172956.fb2
– Charmante! Tout à fait charmante! Si fuera más joven, querida, estaría celosa.
Eugenia enrojeció ligeramente, e hizo una reverencia. No tenía ninguna duda de que la Valide, que se estaba reclinando en unos cojines dispuestos en un asiento junto a la ventana, debía de haber sido encantadora. Bajo la suave luz a sus espaldas, mostraba la natural elegancia de una mujer hermosa. Y sus pómulos hacían juego.
– Me alegro tanto de que pudiéramos convencerte de que vinieras -continuó la Valide, sin una pizca de ironía. Levantó sus impertinentes y contempló el vestido de Eugenia-. Las jóvenes pensarán que vas completamente à la mode -declaró-. Quiero que te sientes aquí, a mi lado, antes de que vengan a devorarte. Podemos charlar un poco.
Eugenia sonrió y se sentó al borde del diván.
– Fue muy amable por su parte invitarme -dijo.
– Los hombres no lo piensan, pero hay muchas cosas que las mujeres podemos arreglar, n'est-ce pas? Incluso desde aquí. Tu ne me crois pas?
– Por supuesto que la creo, Valide.
– Y vosotros, los rusos, estáis en ascenso estos días. El conde Orloff, el predecesor de tu marido, fue un buen amigo del imperio durante la crisis egipcia. Tenía una esposa muy sencilla, tengo entendido. Pero sin duda eran muy felices juntos.
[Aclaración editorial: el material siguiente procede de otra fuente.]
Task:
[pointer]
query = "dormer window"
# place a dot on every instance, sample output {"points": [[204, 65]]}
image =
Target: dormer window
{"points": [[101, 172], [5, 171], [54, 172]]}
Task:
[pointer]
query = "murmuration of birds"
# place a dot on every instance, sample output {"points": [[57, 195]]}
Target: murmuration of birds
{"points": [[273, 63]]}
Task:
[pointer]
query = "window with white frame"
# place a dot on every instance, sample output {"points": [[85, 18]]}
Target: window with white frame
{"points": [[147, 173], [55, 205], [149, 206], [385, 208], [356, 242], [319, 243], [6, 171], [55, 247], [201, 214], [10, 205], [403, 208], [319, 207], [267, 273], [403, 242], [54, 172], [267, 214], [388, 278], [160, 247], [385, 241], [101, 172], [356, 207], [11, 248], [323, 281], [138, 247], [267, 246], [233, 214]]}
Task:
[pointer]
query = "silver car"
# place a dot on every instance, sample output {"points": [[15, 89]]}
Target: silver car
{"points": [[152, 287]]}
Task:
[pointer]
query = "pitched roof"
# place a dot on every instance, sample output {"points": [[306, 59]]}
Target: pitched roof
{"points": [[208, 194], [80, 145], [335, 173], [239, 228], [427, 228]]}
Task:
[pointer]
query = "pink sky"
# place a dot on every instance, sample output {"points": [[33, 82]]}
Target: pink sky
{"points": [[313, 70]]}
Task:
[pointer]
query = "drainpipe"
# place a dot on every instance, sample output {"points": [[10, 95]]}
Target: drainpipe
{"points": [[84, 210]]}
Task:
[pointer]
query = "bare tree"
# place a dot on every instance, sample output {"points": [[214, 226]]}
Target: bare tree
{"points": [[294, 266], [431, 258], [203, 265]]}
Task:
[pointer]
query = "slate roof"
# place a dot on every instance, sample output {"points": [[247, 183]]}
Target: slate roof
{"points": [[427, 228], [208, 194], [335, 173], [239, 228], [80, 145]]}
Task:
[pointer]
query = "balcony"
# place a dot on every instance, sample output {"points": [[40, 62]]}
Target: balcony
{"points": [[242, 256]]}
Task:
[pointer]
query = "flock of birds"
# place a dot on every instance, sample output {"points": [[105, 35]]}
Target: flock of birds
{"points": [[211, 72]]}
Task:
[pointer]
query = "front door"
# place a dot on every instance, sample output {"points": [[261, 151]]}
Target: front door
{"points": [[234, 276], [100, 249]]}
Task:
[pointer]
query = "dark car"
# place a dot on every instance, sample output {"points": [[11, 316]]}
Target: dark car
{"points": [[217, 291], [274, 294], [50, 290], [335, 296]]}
Eugenia frunció levemente el ceño.
– Ella era una Voronsky -replicó.
– Lo creas o no -dijo la Valide-, nunca me han impresionado las pretensiones de ser de una familia antigua. Ni yo ni mi querida amiga de la infancia, Rose, estábamos precisamente en el Gotha. Fuimos inteligentes, y eso cuenta mucho más. Ella llegó a emperatriz. Su marido, Napoleón, por supuesto, tampoco procedía de ninguna parte. Los otomanos, me encanta decirlo, no tienen esnobismos de esa clase.
Eugenia parpadeó y sonrió. La gente inteligente, le constaba, tendía a ocultar su inteligencia. La Valide, decidió, era una mujer muy inteligente.
– En el imperio debe de haber, sin duda -dijo despreocupadamente-, una vieja familia cuyos derechos tienen que ser respetados, ¿no?
La Valide alargó una mano que descansó sobre el brazo de Eugenia.
– Absolutamente correcto, querida mía. Pero mi hijo fue educado para defender esos derechos, más que para depender de ellos. No importa si eres el quinto, o el vigesimoquinto, o (como en el caso de Mahmut) el vigesimoctavo sultán del Imperio otomano, y desciendes directamente del propio Osmán Bay, si no puedes demostrar que el imperio te necesita. Mahmut ha superado mis esperanzas.
»Me gustaría que lo conocieras. Le encantarías, naturalmente. -La Valide vio reflejarse la sorpresa en la cara de Eugenia, y se rió suavemente-. Oh, no te alarmes. Mi hijo no es ningún Solimán.
Eugenia se rió involuntariamente. Solimán el Magnífico, el gran sultán del Renacimiento, se había enamorado locamente de una cortesana rusa, Roxelana. Acabó casándose con ella… la última vez que un sultán se casó.
La Valide efectuó una ligera presión sobre el brazo de Eugenia.
– Y, entre nous, él las prefiere más rellenitas. Ya verás.
Y levantó su mano. Como por arte de magia, dos muchachas entraron e hicieron una reverencia. Una de ellas sostenía una bandeja en la que descansaban dos tazas de café de porcelana. La otra, una narghile.
– ¿Fumas?
Eugenia lanzó a la Valide una sorprendida mirada. La Valide se encogió de hombros.
– Una se olvida. Es un vicio del harén, me temo. Uno entre varios. Otro son las modas parisinas.
Hizo un gesto hacia las muchachas, que depositaron la bandeja y la pipa. Una de ellas se arrodilló graciosamente a los pies de Eugenia y le ofreció una taza de café.
– La inspección ha comenzado -dijo la Valide secamente.
Eugenia tomó la taza y murmuró unas gracias. La muchacha no hizo ningún esfuerzo para moverse, pero se tocó la frente con la mano y dirigió unas palabras a la Valide.
– Tal como me esperaba -dijo ésta-. Las muchachas se han estado preguntando si te gustaría unirte a ellas en el baño.